"Na miłość boską, przez wzgląd na Freddiego, bądźcie ostrożni!". Te słowa Michaela przeszły do historii

W 1992 roku AIDS nadal było tabu. Gdy po śmierci wokalisty Queen George Michael apelował o ostrożność, jego słowa odbiły się szerokim echem.

To jeden z najważniejszych, jeżeli nie najważniejszy moment w karierze George'a Michaela. Pół roku po śmierci Freddiego Mercury'ego wraz z kilkudziesięcioma innymi artystami wystąpił z zespołem Queen podczas koncertu-hołdu złożonemu wokaliście grupy. Pieniądze z wydarzenia przeznaczono na walkę z AIDS - chorobę, która zabiła Mercury'ego i - niedługo później - również partnera Michaela.

"Bądźcie ostrożni"

Wokalista brawurowo wykonał trzy piosenki Queen - "39", "These are the days of our lives" (pożegnalna piosenką i ostatni teledysk Freddiego) i "Somebody to love". Przed tą ostatnią zwrócił się do 72-tysięcznej widowni na Wembley i niezliczonej przed telewizorami i odbiornikami radiowymi:

Wiele osób, niekoniecznie mających coś przeciwko gejom, pociesza się tym, że choć Freddie zmarł na AIDS, to był otwarcie biseksualny.
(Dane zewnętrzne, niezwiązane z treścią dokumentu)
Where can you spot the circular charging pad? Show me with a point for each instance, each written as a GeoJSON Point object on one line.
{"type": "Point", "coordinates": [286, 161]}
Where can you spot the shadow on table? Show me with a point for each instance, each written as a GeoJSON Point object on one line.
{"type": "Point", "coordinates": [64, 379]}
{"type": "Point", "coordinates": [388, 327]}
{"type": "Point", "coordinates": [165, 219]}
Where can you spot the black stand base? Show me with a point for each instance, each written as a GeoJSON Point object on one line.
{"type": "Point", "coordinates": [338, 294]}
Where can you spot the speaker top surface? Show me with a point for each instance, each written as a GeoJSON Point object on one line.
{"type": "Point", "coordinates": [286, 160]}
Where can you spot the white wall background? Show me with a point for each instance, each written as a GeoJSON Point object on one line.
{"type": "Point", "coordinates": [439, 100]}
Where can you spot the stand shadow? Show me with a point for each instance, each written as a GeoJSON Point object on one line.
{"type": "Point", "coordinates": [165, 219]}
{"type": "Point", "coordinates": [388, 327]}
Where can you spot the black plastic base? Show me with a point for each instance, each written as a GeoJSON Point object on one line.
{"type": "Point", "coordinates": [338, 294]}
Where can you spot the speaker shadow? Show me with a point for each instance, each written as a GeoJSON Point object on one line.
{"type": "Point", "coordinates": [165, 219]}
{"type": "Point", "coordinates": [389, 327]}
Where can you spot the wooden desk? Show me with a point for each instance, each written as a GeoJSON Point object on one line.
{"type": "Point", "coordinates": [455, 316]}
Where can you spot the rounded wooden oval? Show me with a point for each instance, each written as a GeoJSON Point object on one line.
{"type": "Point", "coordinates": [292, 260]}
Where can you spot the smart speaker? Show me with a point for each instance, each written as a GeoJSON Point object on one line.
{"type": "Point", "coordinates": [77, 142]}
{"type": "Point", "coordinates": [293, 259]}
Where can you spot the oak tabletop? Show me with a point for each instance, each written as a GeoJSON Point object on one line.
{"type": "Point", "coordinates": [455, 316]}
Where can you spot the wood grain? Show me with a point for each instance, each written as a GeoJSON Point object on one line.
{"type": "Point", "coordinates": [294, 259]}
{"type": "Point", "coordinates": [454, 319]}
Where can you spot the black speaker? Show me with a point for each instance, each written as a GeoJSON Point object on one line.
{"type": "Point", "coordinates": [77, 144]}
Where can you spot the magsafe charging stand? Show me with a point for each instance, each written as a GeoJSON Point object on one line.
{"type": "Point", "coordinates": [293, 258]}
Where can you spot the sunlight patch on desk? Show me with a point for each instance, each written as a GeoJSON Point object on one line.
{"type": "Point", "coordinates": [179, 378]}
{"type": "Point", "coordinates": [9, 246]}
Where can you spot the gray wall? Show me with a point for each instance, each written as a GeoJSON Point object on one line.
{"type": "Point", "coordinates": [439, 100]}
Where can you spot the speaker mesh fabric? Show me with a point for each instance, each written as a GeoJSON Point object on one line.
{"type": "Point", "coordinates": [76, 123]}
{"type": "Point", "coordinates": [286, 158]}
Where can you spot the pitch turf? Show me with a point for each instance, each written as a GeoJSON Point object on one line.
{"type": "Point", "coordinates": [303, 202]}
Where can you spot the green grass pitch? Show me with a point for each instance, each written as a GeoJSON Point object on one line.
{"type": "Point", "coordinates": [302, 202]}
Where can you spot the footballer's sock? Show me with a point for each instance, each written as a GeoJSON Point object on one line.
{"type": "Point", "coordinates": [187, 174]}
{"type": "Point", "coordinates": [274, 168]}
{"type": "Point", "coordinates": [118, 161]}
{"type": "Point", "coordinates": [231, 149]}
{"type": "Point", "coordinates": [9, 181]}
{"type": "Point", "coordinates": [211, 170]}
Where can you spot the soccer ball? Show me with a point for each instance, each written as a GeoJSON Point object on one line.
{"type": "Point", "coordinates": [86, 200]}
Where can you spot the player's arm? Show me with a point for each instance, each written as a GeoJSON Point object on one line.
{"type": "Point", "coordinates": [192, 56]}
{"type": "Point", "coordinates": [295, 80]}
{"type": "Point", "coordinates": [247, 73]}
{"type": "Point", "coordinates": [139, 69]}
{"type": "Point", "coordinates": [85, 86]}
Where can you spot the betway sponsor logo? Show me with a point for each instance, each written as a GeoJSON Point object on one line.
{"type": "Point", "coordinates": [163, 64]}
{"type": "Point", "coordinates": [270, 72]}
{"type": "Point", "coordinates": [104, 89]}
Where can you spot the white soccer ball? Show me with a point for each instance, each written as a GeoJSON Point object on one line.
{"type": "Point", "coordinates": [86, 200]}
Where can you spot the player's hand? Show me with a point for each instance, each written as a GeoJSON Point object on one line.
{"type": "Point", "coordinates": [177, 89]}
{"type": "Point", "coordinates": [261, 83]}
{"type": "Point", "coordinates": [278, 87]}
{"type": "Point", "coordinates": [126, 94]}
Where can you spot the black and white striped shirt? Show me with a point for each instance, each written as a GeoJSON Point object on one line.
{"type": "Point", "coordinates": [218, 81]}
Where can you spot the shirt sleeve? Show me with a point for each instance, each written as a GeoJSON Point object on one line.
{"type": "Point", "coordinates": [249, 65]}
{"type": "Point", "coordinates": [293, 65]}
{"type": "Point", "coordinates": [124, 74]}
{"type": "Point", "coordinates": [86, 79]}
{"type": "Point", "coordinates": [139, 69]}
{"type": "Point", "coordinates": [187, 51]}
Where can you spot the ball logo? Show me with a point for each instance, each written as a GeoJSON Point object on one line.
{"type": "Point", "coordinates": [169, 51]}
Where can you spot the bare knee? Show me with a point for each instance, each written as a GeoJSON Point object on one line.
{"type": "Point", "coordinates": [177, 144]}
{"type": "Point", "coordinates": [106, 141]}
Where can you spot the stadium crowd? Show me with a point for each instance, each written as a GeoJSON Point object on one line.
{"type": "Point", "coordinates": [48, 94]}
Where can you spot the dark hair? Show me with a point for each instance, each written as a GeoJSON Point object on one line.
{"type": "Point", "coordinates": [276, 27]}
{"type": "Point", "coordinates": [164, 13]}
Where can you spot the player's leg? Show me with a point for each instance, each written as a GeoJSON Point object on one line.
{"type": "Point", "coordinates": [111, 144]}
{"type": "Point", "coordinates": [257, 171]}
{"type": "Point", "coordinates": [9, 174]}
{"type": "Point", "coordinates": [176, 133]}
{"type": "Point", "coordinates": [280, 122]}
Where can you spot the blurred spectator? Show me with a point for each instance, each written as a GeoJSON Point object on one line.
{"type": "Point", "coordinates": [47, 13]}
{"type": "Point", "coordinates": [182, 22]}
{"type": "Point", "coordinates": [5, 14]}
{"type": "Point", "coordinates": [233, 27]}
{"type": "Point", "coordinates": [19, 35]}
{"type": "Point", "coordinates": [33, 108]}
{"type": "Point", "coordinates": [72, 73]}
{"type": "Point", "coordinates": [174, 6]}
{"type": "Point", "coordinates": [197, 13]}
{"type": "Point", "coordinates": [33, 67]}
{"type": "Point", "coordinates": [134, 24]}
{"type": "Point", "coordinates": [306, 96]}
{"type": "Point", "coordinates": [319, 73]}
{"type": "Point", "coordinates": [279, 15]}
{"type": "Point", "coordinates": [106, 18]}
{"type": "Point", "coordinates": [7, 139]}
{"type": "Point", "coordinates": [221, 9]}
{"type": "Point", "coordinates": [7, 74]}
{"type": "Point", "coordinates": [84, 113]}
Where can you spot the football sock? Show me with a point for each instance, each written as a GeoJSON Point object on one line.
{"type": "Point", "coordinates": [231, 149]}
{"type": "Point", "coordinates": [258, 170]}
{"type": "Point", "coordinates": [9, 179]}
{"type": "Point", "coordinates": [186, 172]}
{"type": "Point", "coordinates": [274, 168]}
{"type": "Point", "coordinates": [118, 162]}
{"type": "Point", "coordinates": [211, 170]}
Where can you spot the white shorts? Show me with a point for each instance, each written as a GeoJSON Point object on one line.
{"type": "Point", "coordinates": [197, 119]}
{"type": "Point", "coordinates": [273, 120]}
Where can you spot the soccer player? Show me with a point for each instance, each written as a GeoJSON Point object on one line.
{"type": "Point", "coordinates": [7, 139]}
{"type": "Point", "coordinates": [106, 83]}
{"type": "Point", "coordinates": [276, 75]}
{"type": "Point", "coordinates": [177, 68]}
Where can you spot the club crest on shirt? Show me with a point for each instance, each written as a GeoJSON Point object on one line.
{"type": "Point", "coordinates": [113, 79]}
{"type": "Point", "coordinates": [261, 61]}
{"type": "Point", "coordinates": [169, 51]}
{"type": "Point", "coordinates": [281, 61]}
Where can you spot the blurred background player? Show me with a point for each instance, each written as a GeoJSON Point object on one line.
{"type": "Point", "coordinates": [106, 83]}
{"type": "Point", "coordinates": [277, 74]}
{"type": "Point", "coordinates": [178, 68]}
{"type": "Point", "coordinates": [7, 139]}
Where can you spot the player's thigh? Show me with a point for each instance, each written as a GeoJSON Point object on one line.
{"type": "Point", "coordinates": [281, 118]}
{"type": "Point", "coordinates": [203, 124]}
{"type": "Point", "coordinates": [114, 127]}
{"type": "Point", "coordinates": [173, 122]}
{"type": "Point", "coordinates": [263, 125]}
To pocieszenie jest bardzo niebezpieczne. (...) Ostrożne szacunki mówią, że w 2000 roku 40 milionów ludzi będzie zakażonych wirusem HIV. I jeśli wydaje wam się, że to będą wyłącznie geje i narkomani, sami ustawiacie się w kolejce do bycia jednym z tych 40 milionów. Dlatego proszę, na miłość boską, przez wzgląd na Freddiego i dla własnego dobra, bądźcie ostrożni! 

 

 

Coming out artysty

Głośne i powtarzane na całym świecie słowa wokalista wypowiedział wiele lat przed przyznaniem, że jest osobą homoseksualną. Do coming outu zmusił go skandal, który wybuchł w 1998 r. Piosenkarz został aresztowany za "czyny lubieżne" w toalecie. Krótko potem przyznał na antenie telewizji, że jest gejem. 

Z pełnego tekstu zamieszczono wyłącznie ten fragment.